Thanks for this, interesting to have comments from a historian. I’m kind of embarrassingly ignorant of the history of the field myself; reading Mackintosh and Kingsland is on my list for this year.
I think the issues you raise of standardization of definitions and repeatability are very important. You’re absolutely right that ecologists mostly haven’t discussed them, preferring to use statistics to quantify variation rather than standardization and other approaches to reduce variation.
This is sometimes referred to (or at least, it’s related to) the difference between Galileo and R. A. Fisher. In a Galilean experiment, you make everything identical across your experimental units, except whatever factor that you want to vary. In a Fisherian experiment, you randomize everything across your experimental units, except whatever factor that you want to vary. Obviously, there are lots of situations in which Galilean experiments really are impossible, and so you have to adopt a Fisherian approach. But the Fisherian approach often is a lot more powerful if you make your experiments as Galilean as you can.
I do ecology in laboratory microcosms in part so that I can have the control I need to study the phenomena I want to study. That makes me pretty unusual among ecologists. Gause pioneered this approach in the 1930s. There’s a great line in his book The Struggle for Existence (https://dynamicecology.wordpress.com/2011/07/09/non-zombie-ideas-in-ecology-gauses-the-struggle-for-existence/) about how ecology can be like physics if only ecologists would adopt physicists’ methods and control variation.

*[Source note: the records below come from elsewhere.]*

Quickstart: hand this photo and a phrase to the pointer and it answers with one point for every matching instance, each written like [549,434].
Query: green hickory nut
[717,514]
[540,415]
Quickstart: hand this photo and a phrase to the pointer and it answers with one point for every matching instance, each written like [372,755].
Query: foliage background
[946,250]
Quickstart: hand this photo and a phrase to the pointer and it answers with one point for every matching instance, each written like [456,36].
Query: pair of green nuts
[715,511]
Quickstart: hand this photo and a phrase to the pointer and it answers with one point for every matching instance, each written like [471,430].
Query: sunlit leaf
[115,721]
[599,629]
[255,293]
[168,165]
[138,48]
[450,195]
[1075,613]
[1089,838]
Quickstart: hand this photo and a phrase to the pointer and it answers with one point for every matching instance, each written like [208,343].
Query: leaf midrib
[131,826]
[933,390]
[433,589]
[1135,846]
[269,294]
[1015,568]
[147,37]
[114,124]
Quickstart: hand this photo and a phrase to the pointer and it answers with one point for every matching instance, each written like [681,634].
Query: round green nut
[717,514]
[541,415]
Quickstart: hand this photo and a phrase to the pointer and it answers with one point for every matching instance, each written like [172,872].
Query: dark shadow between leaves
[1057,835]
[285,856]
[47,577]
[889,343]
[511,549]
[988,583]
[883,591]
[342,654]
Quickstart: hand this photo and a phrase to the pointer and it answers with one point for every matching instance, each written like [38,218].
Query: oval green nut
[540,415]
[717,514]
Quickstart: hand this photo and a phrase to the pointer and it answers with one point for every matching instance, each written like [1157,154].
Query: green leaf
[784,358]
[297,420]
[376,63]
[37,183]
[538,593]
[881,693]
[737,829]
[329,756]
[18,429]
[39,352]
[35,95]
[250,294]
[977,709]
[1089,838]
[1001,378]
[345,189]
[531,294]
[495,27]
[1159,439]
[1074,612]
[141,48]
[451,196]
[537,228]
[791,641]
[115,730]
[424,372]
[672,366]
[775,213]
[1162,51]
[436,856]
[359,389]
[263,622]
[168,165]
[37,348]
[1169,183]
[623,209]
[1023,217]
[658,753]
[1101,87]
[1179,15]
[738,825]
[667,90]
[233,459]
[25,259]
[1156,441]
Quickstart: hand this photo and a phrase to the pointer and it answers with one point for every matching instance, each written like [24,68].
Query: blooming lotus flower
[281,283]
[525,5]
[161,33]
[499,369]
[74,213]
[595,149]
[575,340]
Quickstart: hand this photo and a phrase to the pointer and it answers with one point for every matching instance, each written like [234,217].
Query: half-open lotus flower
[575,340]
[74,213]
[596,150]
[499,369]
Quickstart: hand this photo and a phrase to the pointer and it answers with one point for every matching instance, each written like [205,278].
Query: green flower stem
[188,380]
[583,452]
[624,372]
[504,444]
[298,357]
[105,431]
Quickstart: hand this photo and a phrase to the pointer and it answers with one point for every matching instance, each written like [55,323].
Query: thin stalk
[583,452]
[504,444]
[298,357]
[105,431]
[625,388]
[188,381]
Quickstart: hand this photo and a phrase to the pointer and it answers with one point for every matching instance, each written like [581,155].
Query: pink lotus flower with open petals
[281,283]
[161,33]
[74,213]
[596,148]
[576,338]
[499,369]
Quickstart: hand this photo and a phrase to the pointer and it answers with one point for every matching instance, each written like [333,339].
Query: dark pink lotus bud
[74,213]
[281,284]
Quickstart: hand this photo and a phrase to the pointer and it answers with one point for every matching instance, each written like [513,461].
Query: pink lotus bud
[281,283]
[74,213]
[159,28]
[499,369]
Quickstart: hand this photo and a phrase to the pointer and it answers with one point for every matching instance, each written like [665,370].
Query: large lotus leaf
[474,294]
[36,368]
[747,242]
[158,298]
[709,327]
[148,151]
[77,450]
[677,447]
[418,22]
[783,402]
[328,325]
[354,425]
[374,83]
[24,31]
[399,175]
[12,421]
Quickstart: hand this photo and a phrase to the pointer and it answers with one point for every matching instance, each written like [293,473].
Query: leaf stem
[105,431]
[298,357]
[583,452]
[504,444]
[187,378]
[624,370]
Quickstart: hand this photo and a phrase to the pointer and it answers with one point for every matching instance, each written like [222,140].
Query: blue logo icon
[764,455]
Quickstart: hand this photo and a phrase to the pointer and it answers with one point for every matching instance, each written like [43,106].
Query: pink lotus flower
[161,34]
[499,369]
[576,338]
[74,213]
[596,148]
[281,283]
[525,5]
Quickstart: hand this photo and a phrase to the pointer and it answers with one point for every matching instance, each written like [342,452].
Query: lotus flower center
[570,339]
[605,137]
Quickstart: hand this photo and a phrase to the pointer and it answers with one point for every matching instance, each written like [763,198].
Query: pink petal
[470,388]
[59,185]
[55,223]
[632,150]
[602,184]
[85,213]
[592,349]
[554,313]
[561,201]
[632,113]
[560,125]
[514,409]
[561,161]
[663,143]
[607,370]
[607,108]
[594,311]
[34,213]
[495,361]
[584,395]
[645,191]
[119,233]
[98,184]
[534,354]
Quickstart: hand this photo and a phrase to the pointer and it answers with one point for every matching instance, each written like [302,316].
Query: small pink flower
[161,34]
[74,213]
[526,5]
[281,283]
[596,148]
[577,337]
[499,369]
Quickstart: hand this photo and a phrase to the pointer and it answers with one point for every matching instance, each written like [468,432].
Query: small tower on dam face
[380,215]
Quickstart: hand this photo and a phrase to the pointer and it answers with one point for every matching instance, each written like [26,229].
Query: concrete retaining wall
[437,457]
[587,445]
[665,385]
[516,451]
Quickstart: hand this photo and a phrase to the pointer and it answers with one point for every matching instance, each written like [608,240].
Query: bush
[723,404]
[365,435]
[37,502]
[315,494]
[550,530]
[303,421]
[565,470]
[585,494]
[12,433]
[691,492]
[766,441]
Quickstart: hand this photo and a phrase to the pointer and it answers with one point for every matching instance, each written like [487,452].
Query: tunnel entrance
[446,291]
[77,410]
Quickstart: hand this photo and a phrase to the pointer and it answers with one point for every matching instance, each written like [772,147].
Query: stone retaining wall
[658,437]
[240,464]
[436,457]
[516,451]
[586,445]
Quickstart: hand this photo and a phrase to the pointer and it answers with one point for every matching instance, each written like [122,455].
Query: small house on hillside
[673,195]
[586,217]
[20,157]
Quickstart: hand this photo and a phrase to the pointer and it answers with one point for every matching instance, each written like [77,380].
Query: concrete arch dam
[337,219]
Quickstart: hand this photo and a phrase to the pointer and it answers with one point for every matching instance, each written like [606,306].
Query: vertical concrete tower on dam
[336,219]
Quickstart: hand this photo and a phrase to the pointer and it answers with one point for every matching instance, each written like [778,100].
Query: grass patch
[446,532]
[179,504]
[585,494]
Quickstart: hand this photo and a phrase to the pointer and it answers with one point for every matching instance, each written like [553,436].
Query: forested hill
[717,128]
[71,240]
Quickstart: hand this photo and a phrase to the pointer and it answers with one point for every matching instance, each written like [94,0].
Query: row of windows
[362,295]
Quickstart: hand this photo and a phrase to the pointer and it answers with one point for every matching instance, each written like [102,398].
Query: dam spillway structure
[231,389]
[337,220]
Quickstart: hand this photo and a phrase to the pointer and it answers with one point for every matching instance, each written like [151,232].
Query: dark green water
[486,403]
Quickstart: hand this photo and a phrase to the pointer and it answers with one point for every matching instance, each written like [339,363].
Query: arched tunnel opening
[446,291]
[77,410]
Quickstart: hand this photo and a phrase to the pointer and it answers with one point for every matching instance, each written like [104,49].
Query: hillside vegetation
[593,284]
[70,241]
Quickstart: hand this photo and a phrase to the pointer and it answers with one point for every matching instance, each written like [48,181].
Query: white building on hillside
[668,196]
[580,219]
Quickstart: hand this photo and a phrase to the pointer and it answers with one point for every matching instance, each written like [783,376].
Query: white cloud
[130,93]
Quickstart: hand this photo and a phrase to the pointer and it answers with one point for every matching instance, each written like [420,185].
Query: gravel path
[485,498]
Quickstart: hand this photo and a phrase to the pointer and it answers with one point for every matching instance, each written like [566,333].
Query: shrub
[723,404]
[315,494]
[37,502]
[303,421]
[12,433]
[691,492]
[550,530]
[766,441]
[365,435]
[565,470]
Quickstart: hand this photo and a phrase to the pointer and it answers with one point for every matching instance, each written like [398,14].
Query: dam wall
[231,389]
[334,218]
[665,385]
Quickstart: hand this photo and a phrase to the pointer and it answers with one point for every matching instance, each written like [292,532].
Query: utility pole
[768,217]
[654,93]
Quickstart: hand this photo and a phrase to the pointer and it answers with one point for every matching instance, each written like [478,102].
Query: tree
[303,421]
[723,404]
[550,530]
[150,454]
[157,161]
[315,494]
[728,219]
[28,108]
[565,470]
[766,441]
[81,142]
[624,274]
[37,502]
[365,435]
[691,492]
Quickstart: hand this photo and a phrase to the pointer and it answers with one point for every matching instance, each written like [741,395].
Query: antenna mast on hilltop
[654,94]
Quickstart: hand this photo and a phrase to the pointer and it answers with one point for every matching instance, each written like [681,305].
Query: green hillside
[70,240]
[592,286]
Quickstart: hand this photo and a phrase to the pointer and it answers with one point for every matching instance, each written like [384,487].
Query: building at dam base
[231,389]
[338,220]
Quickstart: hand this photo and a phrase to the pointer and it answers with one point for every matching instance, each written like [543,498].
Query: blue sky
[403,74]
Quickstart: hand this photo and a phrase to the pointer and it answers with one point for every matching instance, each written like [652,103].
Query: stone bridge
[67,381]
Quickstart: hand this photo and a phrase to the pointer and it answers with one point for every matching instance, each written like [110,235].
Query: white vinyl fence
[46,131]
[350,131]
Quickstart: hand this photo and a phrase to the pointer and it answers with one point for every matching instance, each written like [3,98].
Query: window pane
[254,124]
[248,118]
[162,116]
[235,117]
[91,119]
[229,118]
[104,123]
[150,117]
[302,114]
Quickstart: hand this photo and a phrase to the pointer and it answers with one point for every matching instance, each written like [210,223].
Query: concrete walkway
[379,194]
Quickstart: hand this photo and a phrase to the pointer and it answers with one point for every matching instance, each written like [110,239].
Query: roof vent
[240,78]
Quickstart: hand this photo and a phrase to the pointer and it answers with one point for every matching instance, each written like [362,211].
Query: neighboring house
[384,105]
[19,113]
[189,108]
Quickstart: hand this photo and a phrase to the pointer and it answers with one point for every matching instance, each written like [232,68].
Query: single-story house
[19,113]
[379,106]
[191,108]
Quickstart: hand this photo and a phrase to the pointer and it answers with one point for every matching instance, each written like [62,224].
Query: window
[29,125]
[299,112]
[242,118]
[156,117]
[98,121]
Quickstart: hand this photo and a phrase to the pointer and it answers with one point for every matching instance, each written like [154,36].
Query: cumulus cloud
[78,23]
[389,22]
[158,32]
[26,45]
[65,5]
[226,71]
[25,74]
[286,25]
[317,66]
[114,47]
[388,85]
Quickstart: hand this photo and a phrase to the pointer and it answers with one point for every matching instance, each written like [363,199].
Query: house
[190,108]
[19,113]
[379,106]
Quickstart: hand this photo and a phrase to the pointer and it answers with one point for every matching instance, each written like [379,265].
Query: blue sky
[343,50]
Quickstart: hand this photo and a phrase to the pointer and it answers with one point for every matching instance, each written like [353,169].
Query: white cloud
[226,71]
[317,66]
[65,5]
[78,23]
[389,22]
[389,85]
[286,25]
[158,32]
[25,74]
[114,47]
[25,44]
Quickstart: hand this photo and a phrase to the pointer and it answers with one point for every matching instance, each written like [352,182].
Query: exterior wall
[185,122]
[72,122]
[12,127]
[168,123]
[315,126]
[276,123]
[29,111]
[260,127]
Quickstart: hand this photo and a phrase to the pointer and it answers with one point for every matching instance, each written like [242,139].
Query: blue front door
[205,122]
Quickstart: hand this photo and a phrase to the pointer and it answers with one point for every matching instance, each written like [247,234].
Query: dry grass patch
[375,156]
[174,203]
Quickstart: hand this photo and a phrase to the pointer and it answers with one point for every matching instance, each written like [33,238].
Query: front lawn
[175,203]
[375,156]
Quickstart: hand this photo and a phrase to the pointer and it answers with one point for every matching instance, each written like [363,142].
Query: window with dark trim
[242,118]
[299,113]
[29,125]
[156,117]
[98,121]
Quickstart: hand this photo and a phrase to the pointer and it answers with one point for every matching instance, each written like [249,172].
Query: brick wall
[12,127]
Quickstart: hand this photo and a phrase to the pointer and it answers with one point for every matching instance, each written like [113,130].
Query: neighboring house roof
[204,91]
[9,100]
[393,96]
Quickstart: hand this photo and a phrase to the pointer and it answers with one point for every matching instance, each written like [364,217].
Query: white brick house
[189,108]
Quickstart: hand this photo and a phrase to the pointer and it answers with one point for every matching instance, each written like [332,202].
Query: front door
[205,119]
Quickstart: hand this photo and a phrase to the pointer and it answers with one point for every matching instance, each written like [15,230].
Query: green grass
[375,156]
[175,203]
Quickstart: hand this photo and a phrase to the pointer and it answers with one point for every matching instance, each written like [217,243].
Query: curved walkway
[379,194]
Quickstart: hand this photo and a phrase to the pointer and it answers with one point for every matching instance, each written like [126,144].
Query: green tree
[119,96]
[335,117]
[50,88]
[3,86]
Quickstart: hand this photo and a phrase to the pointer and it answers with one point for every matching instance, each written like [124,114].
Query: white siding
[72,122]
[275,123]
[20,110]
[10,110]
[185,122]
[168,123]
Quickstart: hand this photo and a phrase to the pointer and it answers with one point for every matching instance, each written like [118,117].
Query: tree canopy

Actually I know Gause very well. His work is a central part of my own research which re-examines the theoretical underpinnings of accepted ideas in ecology and the concrete implications of applying untested ecological principles to marine conservation problems. The debate you’ve launched here (and in the follow-up) with an apparently simple question has produced some really good examples about how theories are transformed and transmitted through scientific practice. Like when the names of the theories vary for different reasons – see the appendix from Michael Palmer in 1994 where he lists 120 co-existence hypotheses (Folia Geobot Phytotax 29: 511) – it is difficult to know when we are all on the same page!